In spite of these successful cases, there are still challenges towards defining a streamlined process with greater rate of success for a variety of diseases beyond cancer.2,7 One of the biggest challenges is finding the right diagnostics at the right time for clinical trials without imposing additional costs. Another challenge is funding CDx projects, which poses further impediments in recruiting patients for clinical trials. Lack of early engagement in drug–diagnostic co-development models is another major challenge. Logistical issues ranging from pharmaceutical companies not having enough experts in biomarker discovery, optimization and validation to incongruous coordination between pharma and vendors offering diagnostic expertise, can further slow the process. Finally, delayed reimbursement for approved drug–diagnostics in many countries across the globe discourages patients seeking advanced co-development treatments. It is, however, expected that the ongoing efforts of patient advocacy groups, the pharmaceutical industry and regulatory bodies would address these issues. 
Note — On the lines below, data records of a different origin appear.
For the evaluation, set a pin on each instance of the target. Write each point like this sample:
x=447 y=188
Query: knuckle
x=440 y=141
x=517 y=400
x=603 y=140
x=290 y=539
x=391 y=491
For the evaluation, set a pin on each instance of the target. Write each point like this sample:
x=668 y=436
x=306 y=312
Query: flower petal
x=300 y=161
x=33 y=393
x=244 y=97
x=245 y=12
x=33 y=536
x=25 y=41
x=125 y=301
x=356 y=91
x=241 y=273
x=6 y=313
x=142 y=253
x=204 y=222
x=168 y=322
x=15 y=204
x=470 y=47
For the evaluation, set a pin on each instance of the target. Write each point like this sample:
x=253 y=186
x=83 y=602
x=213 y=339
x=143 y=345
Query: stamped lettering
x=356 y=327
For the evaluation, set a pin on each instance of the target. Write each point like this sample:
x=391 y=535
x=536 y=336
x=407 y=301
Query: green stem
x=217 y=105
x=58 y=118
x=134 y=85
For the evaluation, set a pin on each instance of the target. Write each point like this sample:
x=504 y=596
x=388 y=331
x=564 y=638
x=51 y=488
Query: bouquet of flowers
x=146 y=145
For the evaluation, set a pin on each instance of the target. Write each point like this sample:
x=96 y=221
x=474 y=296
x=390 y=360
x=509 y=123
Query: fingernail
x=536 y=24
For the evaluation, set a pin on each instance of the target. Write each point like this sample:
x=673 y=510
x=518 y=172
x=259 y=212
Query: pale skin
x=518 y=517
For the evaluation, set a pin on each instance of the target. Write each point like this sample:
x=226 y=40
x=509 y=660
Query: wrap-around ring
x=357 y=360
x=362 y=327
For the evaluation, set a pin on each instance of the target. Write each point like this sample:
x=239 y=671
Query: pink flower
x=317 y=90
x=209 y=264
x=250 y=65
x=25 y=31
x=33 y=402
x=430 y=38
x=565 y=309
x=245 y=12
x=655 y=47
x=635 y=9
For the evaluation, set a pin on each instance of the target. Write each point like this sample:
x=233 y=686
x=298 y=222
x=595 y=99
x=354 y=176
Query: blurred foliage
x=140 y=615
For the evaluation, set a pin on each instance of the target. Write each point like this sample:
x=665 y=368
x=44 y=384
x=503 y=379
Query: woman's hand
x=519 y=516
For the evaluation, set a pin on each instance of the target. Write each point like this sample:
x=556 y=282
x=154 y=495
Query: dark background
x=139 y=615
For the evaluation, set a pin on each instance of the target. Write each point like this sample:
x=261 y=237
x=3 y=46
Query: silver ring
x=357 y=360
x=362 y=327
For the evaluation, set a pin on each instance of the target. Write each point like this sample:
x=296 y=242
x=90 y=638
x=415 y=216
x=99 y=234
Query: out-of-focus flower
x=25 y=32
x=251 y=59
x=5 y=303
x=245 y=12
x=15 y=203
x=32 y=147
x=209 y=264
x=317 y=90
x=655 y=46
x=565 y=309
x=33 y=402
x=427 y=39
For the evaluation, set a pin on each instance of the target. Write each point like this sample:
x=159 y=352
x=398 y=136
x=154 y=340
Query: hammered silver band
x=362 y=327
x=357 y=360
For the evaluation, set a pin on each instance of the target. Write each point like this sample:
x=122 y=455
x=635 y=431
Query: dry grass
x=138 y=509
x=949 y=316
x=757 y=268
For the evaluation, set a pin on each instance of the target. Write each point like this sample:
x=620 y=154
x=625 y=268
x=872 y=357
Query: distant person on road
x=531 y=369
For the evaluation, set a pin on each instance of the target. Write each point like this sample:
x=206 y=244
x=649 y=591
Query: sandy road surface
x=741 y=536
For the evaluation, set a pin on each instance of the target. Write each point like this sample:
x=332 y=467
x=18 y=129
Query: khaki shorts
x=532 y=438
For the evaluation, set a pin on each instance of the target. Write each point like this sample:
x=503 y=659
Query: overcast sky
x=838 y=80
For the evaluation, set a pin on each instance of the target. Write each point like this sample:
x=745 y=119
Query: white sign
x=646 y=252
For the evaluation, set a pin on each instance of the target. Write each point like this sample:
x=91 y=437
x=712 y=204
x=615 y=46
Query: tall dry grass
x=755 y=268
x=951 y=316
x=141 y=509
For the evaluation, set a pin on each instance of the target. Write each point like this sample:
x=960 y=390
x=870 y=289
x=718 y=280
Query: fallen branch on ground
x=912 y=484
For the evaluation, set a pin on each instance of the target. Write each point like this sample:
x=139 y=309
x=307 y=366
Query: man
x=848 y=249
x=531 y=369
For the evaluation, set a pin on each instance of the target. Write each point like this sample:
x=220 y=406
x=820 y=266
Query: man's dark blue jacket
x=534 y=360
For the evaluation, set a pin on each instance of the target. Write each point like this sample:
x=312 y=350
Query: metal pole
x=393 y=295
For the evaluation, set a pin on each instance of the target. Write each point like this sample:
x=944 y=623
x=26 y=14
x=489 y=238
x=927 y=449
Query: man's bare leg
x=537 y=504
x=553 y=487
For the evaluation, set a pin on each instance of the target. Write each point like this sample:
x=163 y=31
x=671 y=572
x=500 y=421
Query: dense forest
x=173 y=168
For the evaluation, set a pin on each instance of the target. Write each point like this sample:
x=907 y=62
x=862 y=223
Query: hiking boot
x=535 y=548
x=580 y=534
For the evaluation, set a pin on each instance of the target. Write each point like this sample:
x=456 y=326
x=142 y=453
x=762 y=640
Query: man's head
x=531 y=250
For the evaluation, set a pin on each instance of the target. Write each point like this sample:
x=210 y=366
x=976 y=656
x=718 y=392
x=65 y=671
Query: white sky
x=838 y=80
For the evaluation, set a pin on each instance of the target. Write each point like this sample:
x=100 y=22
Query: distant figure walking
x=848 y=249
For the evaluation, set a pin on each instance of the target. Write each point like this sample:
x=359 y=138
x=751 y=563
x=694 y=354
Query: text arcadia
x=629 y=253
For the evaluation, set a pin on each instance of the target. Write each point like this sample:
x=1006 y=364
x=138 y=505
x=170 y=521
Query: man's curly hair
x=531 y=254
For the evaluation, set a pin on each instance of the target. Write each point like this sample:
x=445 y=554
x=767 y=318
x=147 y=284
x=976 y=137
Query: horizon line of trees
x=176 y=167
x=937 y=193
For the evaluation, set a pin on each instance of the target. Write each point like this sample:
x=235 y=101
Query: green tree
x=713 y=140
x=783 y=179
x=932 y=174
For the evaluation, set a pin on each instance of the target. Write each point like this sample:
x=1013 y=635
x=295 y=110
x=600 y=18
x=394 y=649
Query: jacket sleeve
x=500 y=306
Choose carefully to facilitate big rewards


With a rising awareness of personalized medicine, growing immunotherapies, and the incidence of cancer and other diseases in the population, there is a need for earlier diagnosis and more personalized treatment options. Companion diagnostics are critical to address this need and drug–diagnostics co-development models offer the best solution to obtain such diagnostics. Greater collaborations among all stake holders in defining and establishing CDx models for a variety of diseases could facilitate the regulatory approval of drug–diagnostics towards faster access to more efficient therapies for patients.

Drug–diagnostics co-development brings together bio-pharmaceutical and diagnostics companies. Based on recent co-development cases, early planning and real-time execution of the co-development process seem to be the key to success. However, selecting the right diagnostics partner for the co-development process is the most critical. Various factors influence the choice of correct partner -- technology heritage, experience with regulatory submissions, global distribution channels, GMP capabilities, supply chain, prioritization in the pipeline, post-launch support and interest for co-development and its timelines. By identifying the right partners and mutual agreement on a co-development model, an effective drug and its companion diagnostic can be offered to patients in less time than the conventional routes at more affordable prices.

References

1. US Food and Drug Administration. Drug–diagnostic Co-Development Concept Paper. Food and Drug Administration website. (2005).
2. Moore, MW. et al. Challenges in the codevelopment of companion diagnostics. Personalized Medicine. 2012; 9(5):485-496.
3. Lerner, HJ. et al. Phase II study of tamoxifen: report of 74 patients with stage IV breast cancer. Cancer Treatment Reports. 1976; 60:1431-5.
4. Falconi, A., et al. Clinical trial risk reduction in non-small cell lung cancer though the use of biomarkers and receptor-targeted therapies. Journal of Clinical Oncology. 2013; 31:8040
5. Olsen, D., & Jørgensen, JT. Companion diagnostics for targeted cancer drugs - clinical and regulatory aspects. Frontiers in Oncology. 2014; 4,105.
6. Gremel, G., et al. In situ Protein Detection for Companion Diagnostics. Frontiers in Oncology. 2013; 31,3:271. 
7. Jørgensen, J.T. & Hersom, M. Companion diagnostics—a tool to improve pharmacotherapy. Annals of Translational Medicine, 2016; 4(24): 482.